Go green: 13 easy tips

Bring your own bags 
Not only are plastic bags made from petroleum, you can’t recycle them. Major stores are beginning to transition to paper, but you can head them off at the pass and buy your own reusable shopping bags. It isn’t as much of a hassle to carry them as you might think. Get the mesh bags that retract, or the ones that fold up into tiny, pocket-sized pouches for travel.

Make your own cleaning supplies
All you need is vinegar, baking soda and water, with a little lemon for scent. Most good commercial cleaners are little
more than variants of that, backed by big-money marketing campaigns. It’ll save you money and save the energy that goes into making the
thousands of chemical-heavy cleaners on the market. Visit www.eartheasy.com for mixology on dozens of task-specific cleaners.

Drink from the tap
It’s higher in fluoride, which concerns some folks, but it’s highly regulated, something bottled water isn’t. Not to mention that most bottled water is shipped from thousands of miles away in petroleum-based plastic bottles, most of which eventually end up in landfills. Filter if you want, though there’s no hard evidence that drinking municipal water is a health risk. And besides, most of the bottled water you’re buying comes from the tap anyway.

Eat vegetarian
Nobody’s making a moral argument here or suggesting you quit meat cold turkey (pun totally intended). But meat, even if it’s organic and local, takes significantly more energy to produce — estimates range from multiples of 7–15 times — than other food. Try skipping the steak at least one night a week.

Get a tune-up and drive the limit
It’s not rocket science: The faster you drive, the more gas you consume (and as an aside to the maniacs who fly down Blaisdell Avenue — are the 45 or so seconds you save really worth it?). And a tuned car — clean filters, properly inflated tires, etc. — operates more efficiently than a neglected one.

Buy local
Organic is nice, but think about the massive amount of jet and truck fuel it took to put those Chilean grapes and that Basmati rice from India and that Belgian microbrew in your Minnesotan hands. Of course, you can’t get a great local tomato in January, and globalization of the food market has given us remarkably delicious and diverse cuisine, but even committing to buying a small percentage of locally produced food goes a long way.

Turn it off
Turning off lights and appliances not in use can significantly cut electricity bills. Remember to unplug power strips when they’re not in use; otherwise, connected devices, whether they’re on or off, will still suck what’s called standby power. Alternately, buy some of the new strips capable of cutting standby power — they cost around $40, but if you have things like plasma TVs, you’ll recoup the costs within a year.
Bike or bus or train • From a strict energy-consumption standpoint, biking is by far the most efficient form of transportation in the world. An average person can bike about three miles in 20 minutes without breaking a sweat, and Southwest is a pretty flat place. If that’s not your thing, consider mass transit, even if only on occasion. The energy math is easy on that one: More people + fewer vehicles = less energy.

Use low-flow fixtures
Installing low-flow showerheads, faucets, toilets and other fixtures can save thousands of gallons of water a year. And no, they won’t leave you wishing for more pressure. Studies show that consumers don’t notice a difference in fixtures unless they produce less than 1 gallon per minute (the current standard is around 2–2.5gpm), and many fixtures with that spec include an aeration system that blends water and pressurized air.

Buy CFLs
That’s compact fluorescent lights. They use about 75 percent less energy and can last up to 10 times longer than incandescent bulbs. Plus, they just started making them in all sorts of cool party colors.

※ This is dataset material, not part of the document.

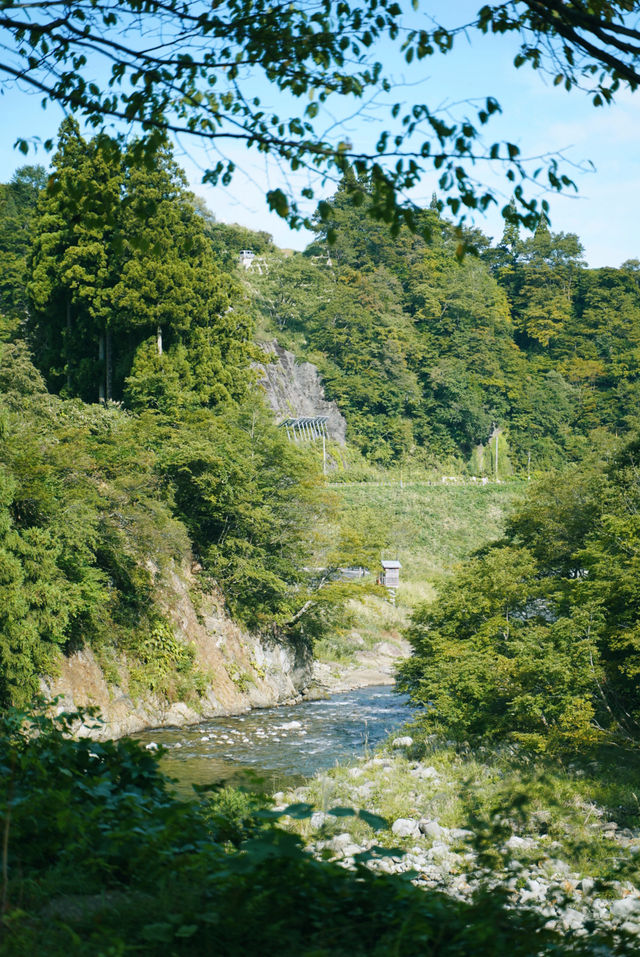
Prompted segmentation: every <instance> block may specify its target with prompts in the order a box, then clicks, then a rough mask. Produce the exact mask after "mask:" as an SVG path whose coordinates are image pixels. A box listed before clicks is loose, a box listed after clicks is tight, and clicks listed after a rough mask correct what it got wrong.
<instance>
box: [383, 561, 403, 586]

Buy energy-efficient appliances
Check for the Energy Star symbol, the government program that sets efficiency standards for all appliances. Studies have estimated that people who replace major energy-sapping appliances (furnace, water heater, television, etc.) with Energy Star-approved ones can cut their energy bills by up to half.

Even though your garbage is likely going straight to Wisconsin (Minnesota hasn’t opened a new landfill in several years), that’s no reason to continue torturing cheeseheads; after all, we all live on the same planet. The conscientious recycler puts bags of aluminum and glass and plastic and newspaper curbside every other week. The heroic recycler takes cardboard and electronics and other things to suburban centers, which can accept practically anything.

Keep a steady hand on the thermostat
Each degree you turn the thermostat (up in summer, down in winter, that is) saves about 3 percent in energy costs. Even better, buy a programmable one that limits cooling and heating during daytime hours when you’re away.

Buy used
Nobody’s suggesting a steady diet of Dumpster diving and thrift-store shopping (though if that describes you, more power to you). But if you’re remodeling, think about the ReUse Center for unique, quality supplies. If you’re clothes shopping, remember that thrift stores do get in all sorts of unused discards from department and other stores.